OPS102 - Regular Expressions

From CDOT Wiki
Revision as of 22:22, 4 December 2023 by Chris Tyler (talk | contribs) (Created page with "'''Regular Expressions''' are search patterns for "Regular Text". They are used by many different tools and languages, including the Linux grep command, the Windows findstr co...")
(diff) ← Older revision | Latest revision (diff) | Newer revision → (diff)
Jump to: navigation, search

Regular Expressions are search patterns for "Regular Text". They are used by many different tools and languages, including the Linux grep command, the Windows findstr command, less, vi/vim, sed, awk, perl, python, and many others.

Why Use Regular Expressions?

Regular Expressions can be a little daunting to learn: they often look like someone was just bashing their head against the keyboard (or, like a cat was lying on the keyboard). But they are very powerful - a well-written regular expression can replace many pages of code in a programming language such as C or C++ - and so it is worth investing some time to understand them.

The Seven Basic Elements of Regular Expressions

Characters

In a regular expression (regexp), any character that doesn't otherwise have a special meaning matches that character. So the digit "5", for example, matches the digit "5"; similarly "cat" matches the letters "c", "a", and "t" in sequence.

A backslash can be used to remove any special meaning which a character has. The period character "." is a type of wildcard (see below), so to search for a literal period, we place a backslash in front of it: "\."

Wildcards

A period "." will match any single character. Similarly, three periods "..." will match any three characters.

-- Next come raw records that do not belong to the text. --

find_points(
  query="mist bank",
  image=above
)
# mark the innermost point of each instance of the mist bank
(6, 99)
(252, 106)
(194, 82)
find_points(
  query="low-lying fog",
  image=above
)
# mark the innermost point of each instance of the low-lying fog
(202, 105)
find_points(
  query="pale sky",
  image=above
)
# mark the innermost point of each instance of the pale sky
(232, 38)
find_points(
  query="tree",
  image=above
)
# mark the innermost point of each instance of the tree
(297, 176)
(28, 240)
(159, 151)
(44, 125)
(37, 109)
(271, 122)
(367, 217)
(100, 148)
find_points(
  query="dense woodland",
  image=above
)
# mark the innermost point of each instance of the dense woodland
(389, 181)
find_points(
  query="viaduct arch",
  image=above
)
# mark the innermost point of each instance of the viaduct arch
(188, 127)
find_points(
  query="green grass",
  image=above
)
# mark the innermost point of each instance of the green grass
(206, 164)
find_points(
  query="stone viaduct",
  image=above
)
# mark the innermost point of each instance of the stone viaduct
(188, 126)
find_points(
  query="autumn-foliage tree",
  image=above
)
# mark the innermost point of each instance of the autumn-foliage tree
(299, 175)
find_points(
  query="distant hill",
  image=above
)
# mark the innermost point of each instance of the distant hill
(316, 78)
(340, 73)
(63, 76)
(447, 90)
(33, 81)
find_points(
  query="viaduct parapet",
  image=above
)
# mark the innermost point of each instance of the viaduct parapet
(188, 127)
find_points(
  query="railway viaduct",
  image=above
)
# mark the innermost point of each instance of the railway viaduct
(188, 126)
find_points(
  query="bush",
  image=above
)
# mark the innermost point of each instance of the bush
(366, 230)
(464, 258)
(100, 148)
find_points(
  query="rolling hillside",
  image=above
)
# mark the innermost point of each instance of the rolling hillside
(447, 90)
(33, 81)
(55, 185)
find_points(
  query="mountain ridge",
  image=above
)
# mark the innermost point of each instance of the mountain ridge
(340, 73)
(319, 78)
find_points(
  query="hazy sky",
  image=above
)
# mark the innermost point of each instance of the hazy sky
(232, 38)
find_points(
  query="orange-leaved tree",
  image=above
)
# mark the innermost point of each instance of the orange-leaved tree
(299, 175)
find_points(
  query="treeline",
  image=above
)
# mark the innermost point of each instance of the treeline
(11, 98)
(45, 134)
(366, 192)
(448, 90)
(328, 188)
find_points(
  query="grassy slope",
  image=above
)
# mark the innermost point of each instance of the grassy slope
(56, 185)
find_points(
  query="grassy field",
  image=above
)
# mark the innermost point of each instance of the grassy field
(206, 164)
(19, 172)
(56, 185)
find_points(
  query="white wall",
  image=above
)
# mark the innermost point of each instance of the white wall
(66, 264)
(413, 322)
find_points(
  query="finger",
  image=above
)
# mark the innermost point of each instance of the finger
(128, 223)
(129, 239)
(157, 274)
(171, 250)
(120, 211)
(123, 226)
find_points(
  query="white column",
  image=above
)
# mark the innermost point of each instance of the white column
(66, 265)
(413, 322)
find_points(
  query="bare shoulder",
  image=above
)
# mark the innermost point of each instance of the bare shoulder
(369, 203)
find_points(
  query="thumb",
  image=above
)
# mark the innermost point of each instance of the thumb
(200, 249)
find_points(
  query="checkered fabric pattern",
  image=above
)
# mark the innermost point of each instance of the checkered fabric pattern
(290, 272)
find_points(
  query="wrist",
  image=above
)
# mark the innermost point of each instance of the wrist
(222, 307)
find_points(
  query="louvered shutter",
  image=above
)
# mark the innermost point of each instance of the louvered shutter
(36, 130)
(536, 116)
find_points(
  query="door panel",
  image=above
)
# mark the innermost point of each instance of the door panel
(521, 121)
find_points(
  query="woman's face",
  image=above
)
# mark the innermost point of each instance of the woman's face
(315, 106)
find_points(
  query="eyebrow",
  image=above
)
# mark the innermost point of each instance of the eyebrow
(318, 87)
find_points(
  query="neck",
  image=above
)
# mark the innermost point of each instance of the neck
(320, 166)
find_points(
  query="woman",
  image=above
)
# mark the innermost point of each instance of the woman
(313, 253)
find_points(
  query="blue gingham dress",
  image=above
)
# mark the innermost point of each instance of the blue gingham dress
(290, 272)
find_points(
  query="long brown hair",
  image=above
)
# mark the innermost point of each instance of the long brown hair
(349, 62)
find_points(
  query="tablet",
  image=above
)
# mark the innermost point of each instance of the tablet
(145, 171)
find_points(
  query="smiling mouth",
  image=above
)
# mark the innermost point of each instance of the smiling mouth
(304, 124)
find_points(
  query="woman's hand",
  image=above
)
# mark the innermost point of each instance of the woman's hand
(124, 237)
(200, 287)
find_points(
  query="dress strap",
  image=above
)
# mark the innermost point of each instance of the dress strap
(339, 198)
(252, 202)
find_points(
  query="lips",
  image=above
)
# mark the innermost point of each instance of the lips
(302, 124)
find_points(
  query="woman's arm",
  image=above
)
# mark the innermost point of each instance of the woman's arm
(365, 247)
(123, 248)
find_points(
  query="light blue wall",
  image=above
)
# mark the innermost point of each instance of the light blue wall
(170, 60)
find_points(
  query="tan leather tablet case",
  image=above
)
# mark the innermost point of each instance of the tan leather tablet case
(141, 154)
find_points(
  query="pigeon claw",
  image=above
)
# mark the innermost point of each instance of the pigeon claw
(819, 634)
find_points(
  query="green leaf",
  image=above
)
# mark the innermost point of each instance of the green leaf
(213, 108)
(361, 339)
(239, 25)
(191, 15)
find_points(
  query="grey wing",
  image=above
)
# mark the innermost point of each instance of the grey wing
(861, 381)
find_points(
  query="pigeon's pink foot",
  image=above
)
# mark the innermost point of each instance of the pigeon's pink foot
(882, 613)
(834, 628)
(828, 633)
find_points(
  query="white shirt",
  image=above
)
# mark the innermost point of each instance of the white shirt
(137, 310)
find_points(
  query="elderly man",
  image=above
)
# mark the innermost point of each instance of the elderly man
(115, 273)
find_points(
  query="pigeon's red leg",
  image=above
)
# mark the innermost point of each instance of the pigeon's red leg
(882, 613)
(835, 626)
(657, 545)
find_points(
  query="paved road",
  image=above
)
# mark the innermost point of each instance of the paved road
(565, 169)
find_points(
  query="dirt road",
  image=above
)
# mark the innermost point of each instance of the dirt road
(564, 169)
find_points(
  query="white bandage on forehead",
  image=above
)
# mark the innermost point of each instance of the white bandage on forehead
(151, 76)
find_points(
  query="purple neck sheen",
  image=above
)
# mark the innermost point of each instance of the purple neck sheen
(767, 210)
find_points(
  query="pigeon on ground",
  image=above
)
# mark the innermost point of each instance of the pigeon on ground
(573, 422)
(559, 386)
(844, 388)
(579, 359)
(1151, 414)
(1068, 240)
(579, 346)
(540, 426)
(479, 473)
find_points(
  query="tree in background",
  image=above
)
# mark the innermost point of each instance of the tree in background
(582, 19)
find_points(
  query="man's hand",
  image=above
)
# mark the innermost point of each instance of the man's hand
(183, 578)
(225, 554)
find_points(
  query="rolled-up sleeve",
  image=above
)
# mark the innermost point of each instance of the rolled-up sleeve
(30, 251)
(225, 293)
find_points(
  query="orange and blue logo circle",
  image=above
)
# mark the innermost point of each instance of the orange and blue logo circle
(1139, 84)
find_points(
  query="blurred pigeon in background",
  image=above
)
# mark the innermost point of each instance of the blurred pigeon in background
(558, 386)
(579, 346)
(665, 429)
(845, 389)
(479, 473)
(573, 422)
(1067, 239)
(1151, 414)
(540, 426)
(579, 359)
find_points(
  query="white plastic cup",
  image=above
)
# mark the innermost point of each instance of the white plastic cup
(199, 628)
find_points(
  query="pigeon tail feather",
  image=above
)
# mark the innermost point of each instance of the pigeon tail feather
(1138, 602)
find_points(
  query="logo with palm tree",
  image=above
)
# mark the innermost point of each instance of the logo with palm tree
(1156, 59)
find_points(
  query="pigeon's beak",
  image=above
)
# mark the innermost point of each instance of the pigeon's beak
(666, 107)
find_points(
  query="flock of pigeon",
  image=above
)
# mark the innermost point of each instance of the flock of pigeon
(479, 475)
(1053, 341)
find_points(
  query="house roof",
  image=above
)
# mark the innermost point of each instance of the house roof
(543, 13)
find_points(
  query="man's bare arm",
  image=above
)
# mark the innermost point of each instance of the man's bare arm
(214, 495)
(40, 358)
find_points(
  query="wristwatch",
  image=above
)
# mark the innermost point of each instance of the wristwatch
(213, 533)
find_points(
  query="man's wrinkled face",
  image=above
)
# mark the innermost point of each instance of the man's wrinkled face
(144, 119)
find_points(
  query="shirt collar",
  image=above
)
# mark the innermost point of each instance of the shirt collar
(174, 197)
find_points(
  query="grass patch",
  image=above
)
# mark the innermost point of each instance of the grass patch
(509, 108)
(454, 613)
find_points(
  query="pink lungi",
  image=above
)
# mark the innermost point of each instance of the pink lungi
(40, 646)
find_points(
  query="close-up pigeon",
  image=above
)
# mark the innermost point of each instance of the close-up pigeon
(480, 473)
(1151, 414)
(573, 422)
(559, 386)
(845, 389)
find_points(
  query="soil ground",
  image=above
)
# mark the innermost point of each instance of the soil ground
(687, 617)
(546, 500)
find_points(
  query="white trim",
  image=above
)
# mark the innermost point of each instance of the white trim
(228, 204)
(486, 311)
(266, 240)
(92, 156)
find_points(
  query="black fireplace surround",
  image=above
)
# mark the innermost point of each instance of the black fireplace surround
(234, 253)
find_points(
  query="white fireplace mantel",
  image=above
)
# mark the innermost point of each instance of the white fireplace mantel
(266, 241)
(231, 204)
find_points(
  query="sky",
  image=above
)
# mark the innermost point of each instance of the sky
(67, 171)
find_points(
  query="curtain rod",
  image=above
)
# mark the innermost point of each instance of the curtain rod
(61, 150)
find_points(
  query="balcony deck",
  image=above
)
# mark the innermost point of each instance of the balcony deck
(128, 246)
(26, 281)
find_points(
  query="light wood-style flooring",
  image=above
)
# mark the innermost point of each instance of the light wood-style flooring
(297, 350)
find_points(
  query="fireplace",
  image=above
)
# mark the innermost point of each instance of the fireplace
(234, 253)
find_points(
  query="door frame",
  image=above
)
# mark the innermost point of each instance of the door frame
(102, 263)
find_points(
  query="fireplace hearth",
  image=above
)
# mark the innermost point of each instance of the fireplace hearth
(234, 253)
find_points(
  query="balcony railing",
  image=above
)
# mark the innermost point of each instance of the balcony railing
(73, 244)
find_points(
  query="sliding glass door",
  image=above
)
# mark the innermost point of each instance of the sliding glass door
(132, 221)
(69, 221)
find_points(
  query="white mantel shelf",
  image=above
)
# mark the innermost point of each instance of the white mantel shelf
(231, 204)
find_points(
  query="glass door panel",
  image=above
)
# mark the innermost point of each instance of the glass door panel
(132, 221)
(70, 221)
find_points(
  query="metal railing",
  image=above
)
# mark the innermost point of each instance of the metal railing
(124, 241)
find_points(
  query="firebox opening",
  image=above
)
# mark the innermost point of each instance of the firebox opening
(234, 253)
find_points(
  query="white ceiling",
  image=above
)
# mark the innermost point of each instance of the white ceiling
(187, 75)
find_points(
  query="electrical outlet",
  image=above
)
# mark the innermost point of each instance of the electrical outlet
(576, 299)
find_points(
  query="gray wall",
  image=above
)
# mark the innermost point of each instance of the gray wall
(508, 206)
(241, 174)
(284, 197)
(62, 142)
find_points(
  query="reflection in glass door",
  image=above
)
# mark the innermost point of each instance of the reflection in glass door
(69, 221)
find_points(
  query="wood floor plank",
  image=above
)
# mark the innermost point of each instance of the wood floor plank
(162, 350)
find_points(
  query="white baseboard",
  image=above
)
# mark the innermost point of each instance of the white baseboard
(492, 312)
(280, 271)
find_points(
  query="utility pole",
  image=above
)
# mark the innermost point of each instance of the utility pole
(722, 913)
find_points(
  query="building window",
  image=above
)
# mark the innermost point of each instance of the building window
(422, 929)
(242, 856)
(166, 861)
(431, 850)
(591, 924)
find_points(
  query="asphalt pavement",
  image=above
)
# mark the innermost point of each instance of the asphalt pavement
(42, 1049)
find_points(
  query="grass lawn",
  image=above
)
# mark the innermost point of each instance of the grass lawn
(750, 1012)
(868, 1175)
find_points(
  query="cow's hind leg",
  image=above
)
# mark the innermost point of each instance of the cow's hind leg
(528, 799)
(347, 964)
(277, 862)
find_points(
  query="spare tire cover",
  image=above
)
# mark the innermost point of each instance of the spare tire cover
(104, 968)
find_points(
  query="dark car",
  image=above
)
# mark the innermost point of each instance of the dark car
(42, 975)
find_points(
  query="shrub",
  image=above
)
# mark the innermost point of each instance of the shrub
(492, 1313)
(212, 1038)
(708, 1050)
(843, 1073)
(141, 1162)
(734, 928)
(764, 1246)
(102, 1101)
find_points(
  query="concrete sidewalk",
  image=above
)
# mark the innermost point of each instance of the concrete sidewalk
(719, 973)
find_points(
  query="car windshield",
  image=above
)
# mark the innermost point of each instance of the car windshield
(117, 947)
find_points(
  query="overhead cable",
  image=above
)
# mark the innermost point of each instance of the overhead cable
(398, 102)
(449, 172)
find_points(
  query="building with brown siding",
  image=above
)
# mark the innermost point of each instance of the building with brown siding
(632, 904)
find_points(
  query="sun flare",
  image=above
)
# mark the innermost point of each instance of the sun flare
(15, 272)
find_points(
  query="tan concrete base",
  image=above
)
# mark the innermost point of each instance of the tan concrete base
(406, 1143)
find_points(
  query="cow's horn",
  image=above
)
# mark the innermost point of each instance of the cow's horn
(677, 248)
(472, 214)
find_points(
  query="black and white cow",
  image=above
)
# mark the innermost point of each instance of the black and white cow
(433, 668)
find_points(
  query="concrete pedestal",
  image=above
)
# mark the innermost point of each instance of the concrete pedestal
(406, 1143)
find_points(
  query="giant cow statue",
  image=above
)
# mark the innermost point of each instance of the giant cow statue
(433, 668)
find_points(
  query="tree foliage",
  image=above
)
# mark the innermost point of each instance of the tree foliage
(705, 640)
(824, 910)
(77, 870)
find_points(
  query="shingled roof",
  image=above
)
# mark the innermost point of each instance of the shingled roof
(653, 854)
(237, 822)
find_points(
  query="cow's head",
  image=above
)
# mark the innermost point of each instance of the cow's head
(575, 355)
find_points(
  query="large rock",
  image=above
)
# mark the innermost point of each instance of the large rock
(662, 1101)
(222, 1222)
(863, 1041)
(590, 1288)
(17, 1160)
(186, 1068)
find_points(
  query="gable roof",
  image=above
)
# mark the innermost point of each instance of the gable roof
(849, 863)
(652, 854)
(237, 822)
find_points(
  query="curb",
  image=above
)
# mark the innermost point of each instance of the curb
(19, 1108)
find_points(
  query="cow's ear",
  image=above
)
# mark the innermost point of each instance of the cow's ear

Bracket Expressions / Character Classes

Bracket Expressions or Character Classes are contained in square brackets "[ ]":

  • A list of characters in square brackets will match any one character from the list of characters: "[abc]" will match "a", "b", or "c"
  • A range of characters in square brackets, written as a starting character, a dash, and an ending character, will match any character in that range: "[0-9]" will match any one digit.
  • There are some pre-defined named character classes. These are selected by specifying the name of the character class surrounded by colons and square brackets, placed within outer square brackets, like "digits:". The available names are:
    • alnum - alphanumeric
    • alpha - alphabetic characters
    • blank - horizontal whitespace (space, tab)
    • cntrl - control characters
    • digit - digits
    • graph - letters, digits, and punctuation
    • print - letters, digits, punctuation, and space
    • punct - punctuation marks
    • space - horizontal and vertical whitespace (space, tab, vertical tab, form feed)
    • upper - UPPERCASE letters
    • lower - lowercase letters
    • xdigit - hexidecimal digits (digits plus a-f and A-F)
  • Ranges, lists, and named character classes may be combined - e.g., "[[:digit:]+-.,]" "[[:digit:][:punct:]]" "[0-9_*]"
  • To invert a character class, add a carat ^ character as the first character after the opening square bracket: "[^[:digit:]]" matches any non-digit character, and "[^:]" matches any character that is not a colon.
  • To include a literal carat, place it at the end of the character class. To include a literal dash or closing square bracket, place it at the start of the character class.

Repetition

  • A repeat count can be placed in curly brackets. It applies to the previous element: "x{3}" matches "xxx"
  • A repeat can be a range, written as min,max in curly brackets: "x{2,5}" will match "xx", "xxx", "xxxx", or "xxxxx"
  • The maximum value in a range can be omitted: "x{2,}" will two or more "x" characters in a row
  • There are short forms for some commonly-used ranges:
    • "*" is the same as "{0,}" (zero or more)
    • "+" is the same as "{1,}" (one or more)
    • "?" is the same as "{0,1}" (zero or one)

Alternation

  • The vertical bar indicates alternation - either the expression on the left or the right can be matched: "hot|cold" will match "hot" or "cold"

Grouping

  • Elements placed in parenthesis are treated as a group, and can be repeated: "(na)* batman" will match "nananana batman" and "nananananananana batman"
  • Grouping may also be used to limit alternation: "(fire|green)house" will match "firehouse" and "greenhouse"

Anchors

  • Anchors match locations, not characters.
  • A carat symbol will match the start of a line: "^upper:" wil match lines that start with an uppercase letter.
  • A dollar sign will match the end of a line: "punct:$" will match lines that end with a punctuation mark.
  • The two characters may be used together: "cat" will match the word "cat" anywhere on a line, but "^cat$" will only match lines that contain nothing besides the word "cat". Likewise, "^[0-9.]$" will match lines that are made up of only digits and dot characters.